If $F$ is a distribution and its distributional derivative is equal to 0, how can I show that $F$ is (represented by) a constant function i.e. there exists a constant $c$ such that $F(\phi)=c\int\phi$ for all test functions $\phi$.
This question Proof of fundamental lemma of calculus of variation. is also about the fundamental lemma of calculus of variation, but there are no distributions in that question. I'm a little concerned about how to go from locally integrable functions to distributions.
There was also a hint that says first consider the case where $\int\phi=0$. How should I use this hint?

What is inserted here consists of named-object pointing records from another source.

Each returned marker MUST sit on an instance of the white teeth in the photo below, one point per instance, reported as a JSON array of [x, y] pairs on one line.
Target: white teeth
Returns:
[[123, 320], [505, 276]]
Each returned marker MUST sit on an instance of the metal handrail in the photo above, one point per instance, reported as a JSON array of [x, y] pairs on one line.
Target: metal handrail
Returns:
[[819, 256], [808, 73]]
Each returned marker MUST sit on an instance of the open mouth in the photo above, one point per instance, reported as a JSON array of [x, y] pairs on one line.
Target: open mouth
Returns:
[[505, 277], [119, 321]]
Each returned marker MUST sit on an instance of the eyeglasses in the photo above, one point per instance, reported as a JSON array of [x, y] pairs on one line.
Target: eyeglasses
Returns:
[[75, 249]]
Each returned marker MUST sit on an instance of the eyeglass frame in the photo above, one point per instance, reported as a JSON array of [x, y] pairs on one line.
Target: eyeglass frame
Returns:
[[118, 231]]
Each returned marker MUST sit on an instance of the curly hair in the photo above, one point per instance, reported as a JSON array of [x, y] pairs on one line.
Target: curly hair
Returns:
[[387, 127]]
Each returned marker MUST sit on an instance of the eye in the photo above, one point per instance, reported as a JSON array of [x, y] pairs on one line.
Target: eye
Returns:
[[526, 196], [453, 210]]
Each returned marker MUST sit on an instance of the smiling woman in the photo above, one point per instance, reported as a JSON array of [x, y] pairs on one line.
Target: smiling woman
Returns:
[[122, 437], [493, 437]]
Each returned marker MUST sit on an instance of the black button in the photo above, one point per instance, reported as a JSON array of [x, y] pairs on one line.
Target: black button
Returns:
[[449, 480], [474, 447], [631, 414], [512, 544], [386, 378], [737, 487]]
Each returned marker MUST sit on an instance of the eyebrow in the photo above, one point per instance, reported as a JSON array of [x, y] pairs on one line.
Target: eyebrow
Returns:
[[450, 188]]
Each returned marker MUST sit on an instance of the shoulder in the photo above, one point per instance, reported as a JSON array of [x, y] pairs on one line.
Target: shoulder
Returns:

Any help is much appreciated.
First, one can prove that
$$\phi \in D(\Bbb R)\mbox{ statisfies } \int_{\Bbb R} \phi(x)dx=0\Leftrightarrow\exists \psi\in D(\Bbb R)\mbox{ such that } \psi'=\phi.$$
Second, fix a test function $\theta$ such that $\int_{\Bbb R} \theta(x)dx=1$.
Given arbitrary test function $\phi$, we can always say that
$$\phi(x) =\theta(x)\int_{\Bbb R} \phi(y)dy + \left(\phi(x)-\theta(x)\int_{\Bbb R} \phi(y)dy\right).$$
Clearly, there exists a test function $\phi_1$ such that $$\phi_1'(x) = \phi(x)-\theta(x)\int_{\Bbb R} \phi(y)dy$$
Finally, we have a distribution $F$ such that $F'=0$.
We write$$ \langle F, \phi\rangle =\left\langle F, \theta(x)\int_{\Bbb R} \phi(y)dy + \left(\phi(x)-\theta(x)\int_{\Bbb R} \phi(y)dy\right) \right\rangle $$ $$ =\left\langle F, \theta(x)\int_{\Bbb R} \phi(y)dy + \phi_1' \right\rangle $$ $$ = \int_{\Bbb R} \phi(y)dy\left\langle F, \theta \right\rangle-\left\langle F', \phi_1 \right\rangle = \int_{\Bbb R} \phi(y)dy\left\langle F, \theta \right\rangle $$
Now, the test function $\theta$ being fixed and not depending on $\phi$, we say that $c=\left\langle F, \theta \right\rangle $ and obtain that $$ \langle F, \phi\rangle = c \int_{\Bbb R} \phi(y)dy,$$ hence, indeed, $F$ is represented by a constant function $c$.